That did not sit well with Fitzpatrick when he discovered it affected some of the guys who had kept their cards on the DP World Tour in 2023.
Players such as Si Woo Kim, Peter Malnati and Mark Hubbard were invited to play on the famous Wentworth West Course in Virginia Water, Surrey.
In the eyes of Fitzpatrick that should not have happened, especially given the PGA Tour doesn't invite a number of DP World Tour players into its own flagship event of the season at The Players Championship at TPC Sawgrass.
A brutally honest Fitzpatrick told reporters:
"I don't think the [DP World] Tour should have gone with the PGA Tour.
"I was pretty livid to be honest at Wentworth when I found out that there was a handful of PGA Tour players coming to play Wentworth, and at that point in time, not every person who kept their card last year got in the field, which I think is a disgrace. That's the flagship event.
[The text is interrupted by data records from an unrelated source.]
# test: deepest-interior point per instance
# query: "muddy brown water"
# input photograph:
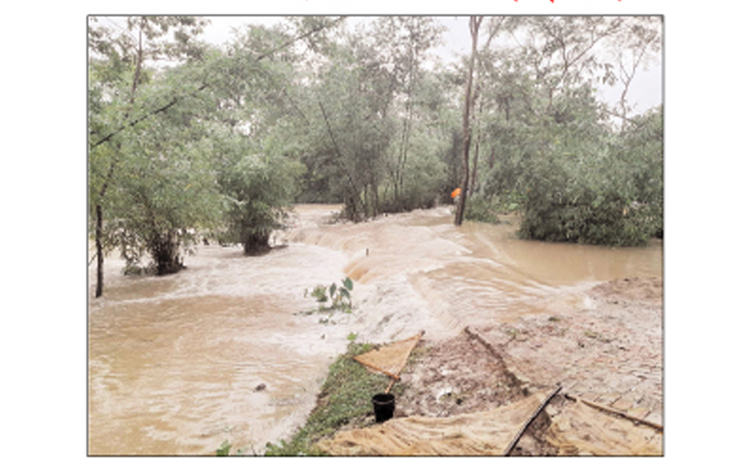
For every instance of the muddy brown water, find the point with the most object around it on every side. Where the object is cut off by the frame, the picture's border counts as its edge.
(175, 363)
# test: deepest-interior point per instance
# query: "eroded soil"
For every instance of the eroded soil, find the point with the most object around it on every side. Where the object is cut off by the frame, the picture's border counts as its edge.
(608, 350)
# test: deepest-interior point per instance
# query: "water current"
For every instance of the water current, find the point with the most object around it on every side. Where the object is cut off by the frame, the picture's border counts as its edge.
(220, 351)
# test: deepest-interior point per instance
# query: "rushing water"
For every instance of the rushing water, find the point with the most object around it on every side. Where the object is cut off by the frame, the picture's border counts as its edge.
(175, 362)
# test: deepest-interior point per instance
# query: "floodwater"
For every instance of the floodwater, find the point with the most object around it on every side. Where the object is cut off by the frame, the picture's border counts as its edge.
(220, 352)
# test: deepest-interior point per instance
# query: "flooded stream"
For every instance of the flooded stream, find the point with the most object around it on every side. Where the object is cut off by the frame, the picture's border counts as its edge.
(220, 351)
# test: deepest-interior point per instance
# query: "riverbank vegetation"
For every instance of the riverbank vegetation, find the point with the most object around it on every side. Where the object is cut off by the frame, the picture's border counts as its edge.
(344, 399)
(190, 141)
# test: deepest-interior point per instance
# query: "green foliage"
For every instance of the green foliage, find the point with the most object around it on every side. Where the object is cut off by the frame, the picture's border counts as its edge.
(484, 209)
(223, 451)
(339, 296)
(345, 398)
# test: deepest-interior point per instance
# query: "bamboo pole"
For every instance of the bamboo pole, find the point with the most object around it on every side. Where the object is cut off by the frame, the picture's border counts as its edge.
(389, 374)
(614, 411)
(528, 422)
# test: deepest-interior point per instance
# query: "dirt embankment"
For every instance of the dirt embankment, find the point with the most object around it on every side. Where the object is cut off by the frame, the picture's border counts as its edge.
(607, 350)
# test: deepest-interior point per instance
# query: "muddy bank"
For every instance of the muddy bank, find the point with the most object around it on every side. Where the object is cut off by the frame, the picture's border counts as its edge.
(607, 350)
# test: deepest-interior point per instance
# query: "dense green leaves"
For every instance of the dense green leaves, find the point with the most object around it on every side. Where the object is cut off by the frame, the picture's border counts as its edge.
(189, 141)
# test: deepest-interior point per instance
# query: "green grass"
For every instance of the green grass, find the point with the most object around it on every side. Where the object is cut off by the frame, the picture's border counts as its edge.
(345, 398)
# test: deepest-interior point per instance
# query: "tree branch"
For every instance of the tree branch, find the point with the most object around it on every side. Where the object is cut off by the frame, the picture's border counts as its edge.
(206, 85)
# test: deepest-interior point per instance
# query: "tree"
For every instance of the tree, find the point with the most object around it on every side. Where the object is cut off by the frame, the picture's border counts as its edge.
(474, 24)
(116, 72)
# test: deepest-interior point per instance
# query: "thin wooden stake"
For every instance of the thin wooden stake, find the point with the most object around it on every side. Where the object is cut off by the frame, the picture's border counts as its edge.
(617, 412)
(529, 421)
(388, 390)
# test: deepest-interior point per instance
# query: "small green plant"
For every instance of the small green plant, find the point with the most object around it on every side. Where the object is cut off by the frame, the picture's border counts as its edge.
(334, 297)
(226, 447)
(344, 399)
(223, 451)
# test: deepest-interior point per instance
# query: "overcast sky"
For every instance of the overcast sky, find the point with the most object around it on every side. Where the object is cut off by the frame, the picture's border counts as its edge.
(645, 91)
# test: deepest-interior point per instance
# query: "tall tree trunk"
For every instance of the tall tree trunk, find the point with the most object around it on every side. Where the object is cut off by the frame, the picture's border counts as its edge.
(99, 253)
(474, 23)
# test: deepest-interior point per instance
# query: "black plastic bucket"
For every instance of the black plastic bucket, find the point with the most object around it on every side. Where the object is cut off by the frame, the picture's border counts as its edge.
(384, 404)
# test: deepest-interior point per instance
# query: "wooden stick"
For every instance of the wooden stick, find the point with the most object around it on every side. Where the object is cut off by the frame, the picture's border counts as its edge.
(528, 422)
(617, 412)
(388, 390)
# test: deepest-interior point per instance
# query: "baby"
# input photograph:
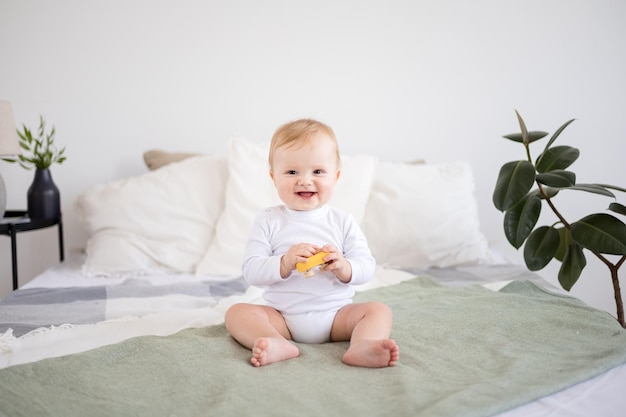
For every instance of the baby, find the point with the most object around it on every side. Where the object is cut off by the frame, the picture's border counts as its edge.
(305, 166)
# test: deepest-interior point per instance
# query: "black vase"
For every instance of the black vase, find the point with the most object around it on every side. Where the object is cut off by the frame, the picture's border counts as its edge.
(44, 199)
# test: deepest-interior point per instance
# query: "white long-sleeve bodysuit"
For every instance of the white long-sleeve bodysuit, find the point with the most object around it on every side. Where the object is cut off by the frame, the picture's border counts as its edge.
(277, 229)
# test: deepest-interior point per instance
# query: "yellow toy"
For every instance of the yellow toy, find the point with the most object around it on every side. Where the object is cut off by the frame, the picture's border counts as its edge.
(311, 262)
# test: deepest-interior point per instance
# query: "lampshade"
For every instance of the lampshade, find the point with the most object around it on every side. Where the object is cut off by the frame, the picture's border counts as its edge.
(9, 144)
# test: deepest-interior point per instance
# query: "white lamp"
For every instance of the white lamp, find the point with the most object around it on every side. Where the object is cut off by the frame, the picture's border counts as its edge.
(9, 144)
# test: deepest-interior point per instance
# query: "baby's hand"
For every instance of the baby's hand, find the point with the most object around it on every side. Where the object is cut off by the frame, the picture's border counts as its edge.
(297, 253)
(336, 263)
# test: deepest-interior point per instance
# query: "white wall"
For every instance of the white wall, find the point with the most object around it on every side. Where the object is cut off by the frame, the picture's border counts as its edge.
(399, 79)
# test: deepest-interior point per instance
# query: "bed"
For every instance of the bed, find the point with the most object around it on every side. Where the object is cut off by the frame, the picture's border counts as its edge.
(134, 325)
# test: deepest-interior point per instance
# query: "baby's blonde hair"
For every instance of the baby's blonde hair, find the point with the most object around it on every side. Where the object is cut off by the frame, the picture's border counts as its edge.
(302, 129)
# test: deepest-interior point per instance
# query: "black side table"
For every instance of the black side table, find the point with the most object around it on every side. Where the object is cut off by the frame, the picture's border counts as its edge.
(15, 221)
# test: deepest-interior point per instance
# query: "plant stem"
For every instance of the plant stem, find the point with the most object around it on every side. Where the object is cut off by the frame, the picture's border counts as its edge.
(612, 268)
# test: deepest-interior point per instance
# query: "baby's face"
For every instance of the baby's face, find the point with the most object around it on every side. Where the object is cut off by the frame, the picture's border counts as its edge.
(305, 173)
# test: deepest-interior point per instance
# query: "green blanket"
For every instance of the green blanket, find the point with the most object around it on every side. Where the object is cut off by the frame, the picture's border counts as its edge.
(464, 352)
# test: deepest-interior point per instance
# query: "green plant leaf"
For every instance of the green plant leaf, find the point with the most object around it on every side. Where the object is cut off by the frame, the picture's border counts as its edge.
(601, 233)
(617, 208)
(532, 136)
(592, 188)
(514, 181)
(558, 157)
(557, 178)
(520, 220)
(550, 192)
(540, 247)
(572, 266)
(558, 132)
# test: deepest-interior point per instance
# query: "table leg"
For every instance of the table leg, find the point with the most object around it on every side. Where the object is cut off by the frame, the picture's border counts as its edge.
(61, 250)
(14, 256)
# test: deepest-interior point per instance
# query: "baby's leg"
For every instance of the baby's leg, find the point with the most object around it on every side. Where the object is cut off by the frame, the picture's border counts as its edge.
(263, 330)
(367, 326)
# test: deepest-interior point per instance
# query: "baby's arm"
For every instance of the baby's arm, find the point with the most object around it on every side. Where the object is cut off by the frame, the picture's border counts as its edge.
(337, 264)
(297, 253)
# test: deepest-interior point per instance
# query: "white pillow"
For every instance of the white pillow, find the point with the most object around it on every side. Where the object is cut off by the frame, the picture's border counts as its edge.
(423, 216)
(250, 189)
(161, 221)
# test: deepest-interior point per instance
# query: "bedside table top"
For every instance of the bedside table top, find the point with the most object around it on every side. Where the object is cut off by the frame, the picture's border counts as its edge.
(19, 221)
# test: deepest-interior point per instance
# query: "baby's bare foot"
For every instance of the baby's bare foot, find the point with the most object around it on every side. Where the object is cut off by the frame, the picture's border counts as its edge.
(372, 353)
(268, 350)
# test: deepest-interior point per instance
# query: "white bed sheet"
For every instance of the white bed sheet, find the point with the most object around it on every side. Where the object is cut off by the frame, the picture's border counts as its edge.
(601, 396)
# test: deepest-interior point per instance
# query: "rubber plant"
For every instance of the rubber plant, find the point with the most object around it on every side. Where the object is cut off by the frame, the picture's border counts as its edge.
(524, 186)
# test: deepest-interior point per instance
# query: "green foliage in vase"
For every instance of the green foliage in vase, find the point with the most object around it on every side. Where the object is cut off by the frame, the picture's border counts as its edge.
(524, 186)
(38, 152)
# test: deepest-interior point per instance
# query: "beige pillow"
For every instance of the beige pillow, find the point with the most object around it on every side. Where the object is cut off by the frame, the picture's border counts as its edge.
(160, 221)
(156, 158)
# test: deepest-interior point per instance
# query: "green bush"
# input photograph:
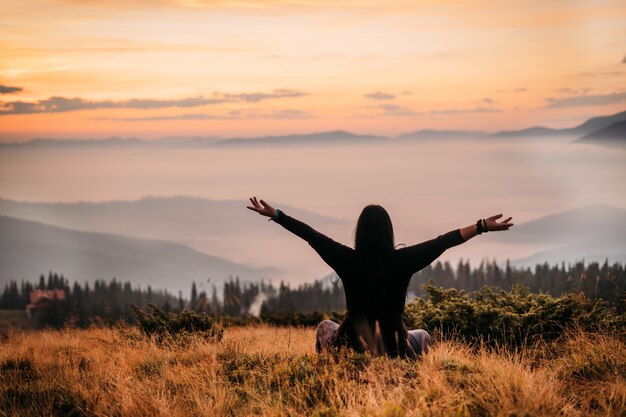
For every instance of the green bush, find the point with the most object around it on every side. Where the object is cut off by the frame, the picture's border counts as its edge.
(508, 318)
(176, 326)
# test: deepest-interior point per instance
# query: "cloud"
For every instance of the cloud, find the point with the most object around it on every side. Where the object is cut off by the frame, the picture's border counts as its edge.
(600, 74)
(515, 90)
(283, 114)
(5, 89)
(379, 95)
(581, 91)
(453, 112)
(254, 97)
(395, 110)
(586, 100)
(63, 104)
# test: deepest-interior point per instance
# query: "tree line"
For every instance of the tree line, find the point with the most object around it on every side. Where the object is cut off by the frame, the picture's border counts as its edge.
(110, 301)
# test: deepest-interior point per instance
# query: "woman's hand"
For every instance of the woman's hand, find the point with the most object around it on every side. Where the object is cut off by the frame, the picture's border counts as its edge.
(263, 208)
(493, 226)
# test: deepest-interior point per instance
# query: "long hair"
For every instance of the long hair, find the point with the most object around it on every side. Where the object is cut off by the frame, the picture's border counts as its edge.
(373, 235)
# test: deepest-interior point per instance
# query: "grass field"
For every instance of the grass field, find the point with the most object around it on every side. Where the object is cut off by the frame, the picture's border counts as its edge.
(262, 370)
(16, 319)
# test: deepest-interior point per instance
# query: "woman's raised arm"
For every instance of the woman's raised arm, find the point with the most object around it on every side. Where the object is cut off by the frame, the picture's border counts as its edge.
(333, 253)
(415, 257)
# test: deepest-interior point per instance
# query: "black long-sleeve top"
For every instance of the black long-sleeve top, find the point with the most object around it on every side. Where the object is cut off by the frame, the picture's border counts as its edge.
(375, 287)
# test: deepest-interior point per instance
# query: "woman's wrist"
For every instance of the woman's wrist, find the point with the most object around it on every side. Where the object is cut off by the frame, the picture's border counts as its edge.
(481, 226)
(276, 214)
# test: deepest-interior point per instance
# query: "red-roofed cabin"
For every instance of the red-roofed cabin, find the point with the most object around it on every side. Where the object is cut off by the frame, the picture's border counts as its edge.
(40, 300)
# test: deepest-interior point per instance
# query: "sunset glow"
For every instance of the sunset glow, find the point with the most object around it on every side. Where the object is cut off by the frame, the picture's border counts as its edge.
(152, 68)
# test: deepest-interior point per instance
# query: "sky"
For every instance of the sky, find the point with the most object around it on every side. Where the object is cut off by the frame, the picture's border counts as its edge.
(158, 68)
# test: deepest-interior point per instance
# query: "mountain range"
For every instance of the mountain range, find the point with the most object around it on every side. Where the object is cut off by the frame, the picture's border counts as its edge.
(602, 130)
(592, 233)
(147, 241)
(29, 249)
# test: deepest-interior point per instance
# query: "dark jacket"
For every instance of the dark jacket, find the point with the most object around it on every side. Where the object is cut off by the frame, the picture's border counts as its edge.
(375, 287)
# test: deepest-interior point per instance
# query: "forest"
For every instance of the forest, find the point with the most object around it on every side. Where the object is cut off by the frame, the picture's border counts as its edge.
(108, 302)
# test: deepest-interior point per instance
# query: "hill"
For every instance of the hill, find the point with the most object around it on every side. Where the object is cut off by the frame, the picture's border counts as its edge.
(28, 249)
(592, 233)
(612, 135)
(335, 137)
(177, 218)
(586, 128)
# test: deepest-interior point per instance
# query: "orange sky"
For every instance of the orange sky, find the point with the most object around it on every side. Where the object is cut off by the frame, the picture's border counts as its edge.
(154, 68)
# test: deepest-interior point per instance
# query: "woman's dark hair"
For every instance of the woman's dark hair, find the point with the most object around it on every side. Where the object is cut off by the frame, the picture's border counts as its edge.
(374, 232)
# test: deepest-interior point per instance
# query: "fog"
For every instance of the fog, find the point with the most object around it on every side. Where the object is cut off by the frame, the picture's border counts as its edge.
(428, 187)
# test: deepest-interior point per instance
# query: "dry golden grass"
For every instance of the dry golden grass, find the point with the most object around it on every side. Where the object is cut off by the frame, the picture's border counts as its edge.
(264, 370)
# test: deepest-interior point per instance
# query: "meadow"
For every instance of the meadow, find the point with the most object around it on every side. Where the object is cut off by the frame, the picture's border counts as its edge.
(274, 371)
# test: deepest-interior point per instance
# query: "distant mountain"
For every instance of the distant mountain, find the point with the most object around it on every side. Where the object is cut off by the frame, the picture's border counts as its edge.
(113, 142)
(611, 248)
(537, 131)
(569, 227)
(28, 249)
(597, 123)
(335, 137)
(322, 138)
(591, 125)
(182, 219)
(442, 134)
(591, 233)
(614, 134)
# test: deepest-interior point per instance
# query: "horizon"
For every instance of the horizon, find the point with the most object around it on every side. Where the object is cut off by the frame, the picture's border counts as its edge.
(209, 72)
(94, 69)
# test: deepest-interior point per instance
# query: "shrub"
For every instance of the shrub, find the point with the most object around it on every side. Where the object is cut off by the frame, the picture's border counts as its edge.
(176, 327)
(508, 318)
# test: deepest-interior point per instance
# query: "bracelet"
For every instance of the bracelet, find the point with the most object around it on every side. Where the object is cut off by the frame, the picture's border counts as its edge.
(275, 216)
(481, 226)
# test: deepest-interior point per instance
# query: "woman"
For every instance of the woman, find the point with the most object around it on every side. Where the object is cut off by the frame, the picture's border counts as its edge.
(375, 278)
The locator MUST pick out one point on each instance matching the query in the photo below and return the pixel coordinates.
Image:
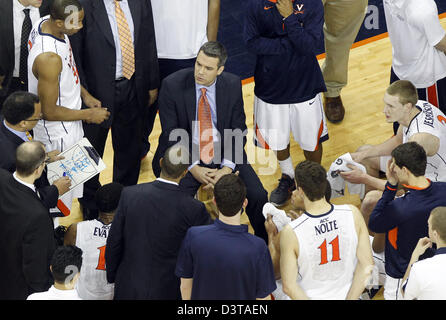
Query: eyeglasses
(36, 119)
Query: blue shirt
(287, 70)
(404, 220)
(110, 8)
(226, 263)
(20, 134)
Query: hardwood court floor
(364, 123)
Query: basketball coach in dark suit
(115, 53)
(147, 231)
(213, 98)
(16, 19)
(26, 231)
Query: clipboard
(81, 163)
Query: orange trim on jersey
(417, 188)
(319, 134)
(260, 139)
(392, 235)
(63, 208)
(432, 97)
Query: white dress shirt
(18, 17)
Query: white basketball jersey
(430, 120)
(91, 237)
(69, 83)
(327, 253)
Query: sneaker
(282, 193)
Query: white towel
(280, 218)
(338, 183)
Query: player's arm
(289, 252)
(186, 288)
(429, 142)
(364, 266)
(70, 235)
(213, 19)
(47, 68)
(442, 45)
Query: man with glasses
(27, 239)
(21, 112)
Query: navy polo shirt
(226, 262)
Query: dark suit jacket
(7, 38)
(9, 143)
(177, 110)
(95, 54)
(145, 237)
(26, 240)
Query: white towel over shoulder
(336, 181)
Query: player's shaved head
(62, 9)
(29, 156)
(438, 221)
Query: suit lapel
(101, 18)
(9, 31)
(135, 10)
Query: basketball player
(325, 253)
(91, 237)
(288, 82)
(52, 75)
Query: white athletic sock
(287, 167)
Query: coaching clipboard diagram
(81, 162)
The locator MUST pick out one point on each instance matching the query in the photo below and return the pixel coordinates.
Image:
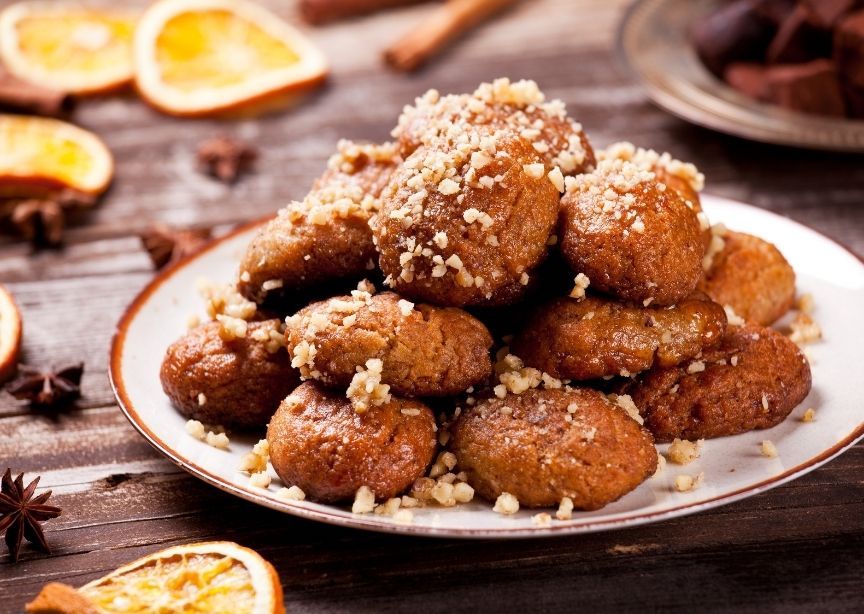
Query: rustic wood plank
(798, 547)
"There's no invites given to European Tour players at The Players Championship. So why are we dishing them out for Wentworth?
"I thought that was absolutely absurd that that even went through.
"Now I'm sat here as now mainly a PGA Tour player nowadays, which people probably say, well, you don't come back and play anyway. Yeah, I understand that, but I think the way of looking at it is, there's not really been left with any option. If you want to achieve the things that you want to achieve in the game, you've got to play against the best players. You have to play where the best world ranking points are, and unfortunately with that, the money follows that. So obviously everyone is going to go down that route but if you want to be the best player you're going to be, that's the way you're going to go."
Elsewhere in Fitzpatrick's presser at St Andrews, he spoke about being 'past the point of caring' where talks between PGA Tour commissioner Jay Monahan and Saudi PIF governor Yasir Al-Rumayyan are concerned.
Monahan and Al-Rumayyan have been partnered together in a fourball at Carnoustie today in the opening round of the Dunhill Links.